500 Bazillion Startups, yo.
As for 500s strategy, they have money for follow-on investments. They were in our convertible note but then doubled-down in our seed round. They invest 50k in each of their accelerator companies but also do follow-on in the ones that show the most promise. The strategy makes sense to me... too early to tell because none of the exits have been smashing home runs, but I certainly expect some of them to have huge returns.
our 2nd check is a great confirmation of whether we were right or not... happens ~20-30% of time after 1st check.
"500 due diligence = mentor filters + quick 1st check, followed by thoughtful 2nd check based on metrics"
Basically, you're going to have a run of bad cards (companies) and a run of good ones.

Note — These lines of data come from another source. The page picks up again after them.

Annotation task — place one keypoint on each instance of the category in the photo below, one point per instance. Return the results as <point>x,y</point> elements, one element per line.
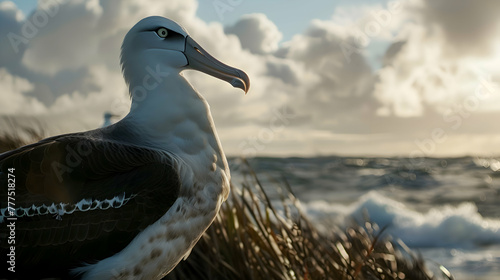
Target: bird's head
<point>157,41</point>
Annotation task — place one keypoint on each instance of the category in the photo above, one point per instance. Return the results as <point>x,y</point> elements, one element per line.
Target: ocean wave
<point>459,226</point>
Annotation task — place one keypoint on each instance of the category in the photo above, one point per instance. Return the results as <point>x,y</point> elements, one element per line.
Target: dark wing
<point>79,199</point>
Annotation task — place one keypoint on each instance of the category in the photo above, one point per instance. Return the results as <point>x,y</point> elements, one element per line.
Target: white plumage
<point>156,178</point>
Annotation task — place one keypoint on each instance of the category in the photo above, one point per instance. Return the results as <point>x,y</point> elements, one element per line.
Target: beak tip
<point>239,83</point>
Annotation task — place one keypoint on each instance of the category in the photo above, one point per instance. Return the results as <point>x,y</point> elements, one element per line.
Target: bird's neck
<point>174,117</point>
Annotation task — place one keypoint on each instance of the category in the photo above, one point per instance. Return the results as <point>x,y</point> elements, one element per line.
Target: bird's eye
<point>162,32</point>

But if your decisions are consistent, and adjust to migrate towards successes, you'll end up ahead no matter what... assuming you're moving in that direction.
It's really not spray and pray, just as high stakes poker doesn't really have anything to do with luck.
2) 500 is usually a minority investor in following rounds, so decisions still likely made primarily be lead investor
3) if companies and follow-on investors are more worried about our decisions & subjective assessments rather than the company fundamental business metrics, then there is already a problem.
we are in this business to be successful and make money. much as aim to help all of our founders, we sincerely hope they are too.
looking good so far: Twilio, SendGrid (TechStars), Wildfire (fbFund), MakerBot, TaskRabbit (fbFund), Smule/Khush, Viki, Medialets, Zozi, ElaCarte (YC), 9Gag (500), ReadyForZero (YC), several others @ Series A/B/C doing pretty solid.
smaller but growing well: MindSnacks (DreamIt), 955 Dreams (500), PicCollage (500), Kiwi Crate, Visually (500), AppStack, MyGengo, Erply (SeedCamp), GinzaMetrics (YC), Farmeron (SeedCamp), ZenCoder (YC), Fitocracy (500), StyleSeat.
10+ modest early exits to Google, Twitter, LinkedIn (x3), Amazon, Groupon, Cisco, Facebook, ReturnPath, DemandForce, etc.
(apologies to any juggernauts or others i left out!)
Honestly, 10 have already exited, and they have at least half a dozen impressive companies in the pipe.
Are these companies AirBnB or Dropbox? Probably not, though Twilio is legit.